At the critical position of $360, the price of Ethereum has reportedly faced some resistance on two occasions. The third time the ETH coin touched this position, was when its price went up resulting in the digital asset’s biggest breakout. We will see something interesting regarding the next price action of ETH as it approaches the $360 position.

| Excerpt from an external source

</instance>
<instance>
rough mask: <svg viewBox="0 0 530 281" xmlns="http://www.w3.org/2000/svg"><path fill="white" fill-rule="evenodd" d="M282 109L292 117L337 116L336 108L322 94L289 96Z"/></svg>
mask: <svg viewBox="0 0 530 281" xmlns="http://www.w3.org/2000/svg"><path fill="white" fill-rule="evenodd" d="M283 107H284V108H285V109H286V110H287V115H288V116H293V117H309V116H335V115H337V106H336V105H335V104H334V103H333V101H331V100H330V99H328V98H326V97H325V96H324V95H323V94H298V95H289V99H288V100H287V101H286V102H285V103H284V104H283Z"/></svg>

Ethereum’s Gas Usage Last Hit ATH in September 2019
Finally, the last time Ethereum’s gas usage managed to hit an all-time high was in September of 2019. At the time, there was a huge portion of the ETH gas usage coming from the consummation of the non-standard contracts as well as from Tether. This action was also behind the re-ignition of debates surrounding Ethereum’s gas limit. Additionally, transaction activity portrayed a similar pattern as well. In line with this action, the Glassnode firm had earlier revealed this:
“No less than 25% of the transactions that were done on the ETH network were used to transfer Tether in the past week. This is now up by 1% from what was posted in June last year. While ETH/USD transfers are at about 30%, smart contract interactions making up the 45% total recent transaction counts on the network with the bulk of these in DeFi.”